Suspect in Paris murder of three Kurdish women dies A Turkish national charged with murdering three Kurdish women in Paris died on Dec. 17, a French judicial source said, 36 days before his case came to trial.

Ömer Güney died at a hospital in the French capital following a battle with a serious brain illness, the source told the AFP.

Güney, 30, was the only suspect sent for trial, scheduled to start next month, on charges of killing Sakine Cansız, a co-founder of the outlawed Kurdistan Workers’ Party (PKK); Fidan Doğan, a spokeswoman for the organization in France and Europe; and a trainee named Leyla Söylemez at the Kurdistan Cultural Center in Paris on Jan. 9, 2013. 

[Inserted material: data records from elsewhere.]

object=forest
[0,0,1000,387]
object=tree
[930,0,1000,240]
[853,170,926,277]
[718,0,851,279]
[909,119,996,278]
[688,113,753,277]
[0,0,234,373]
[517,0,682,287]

Güney denied involvement in the killings, though investigators said they had surveillance footage of him entering the crime scene and one of the victim’s DNA was allegedly found on his coat.

Responding to the news of his death, lawyers for the families of the victims issued a statement expressing the “anger of the families of the victims, deprived of a public trial for which they had waited for nearly four years; families, who had placed their hopes in the French justice system.”

The families of the victims expressed their “consternation to see that, once again, France is still not able to judge a political crime committed on French territory by foreign secret services,” according to the statement signed by lawyers Sylvie Boitel, Antoine Comte, Virginia Dusen, Jan Fermon and Jean-Louis Malterre.

A judicial source told the AFP that French investigators had concluded that members of the Turkish secret service, MIT, were “implicated” in the triple murder.

But the investigations did not establish whether these agents acted “with the backing of their superiors” or “without the knowledge of the secret service in order to discredit or harm the peace process.”

In January 2014 the Turkish intelligence services officially denied any role in the killings.

Peace talks between the government and the jailed leader of the PKK, Abdullah Öcalan, were ongoing at the time of the murders.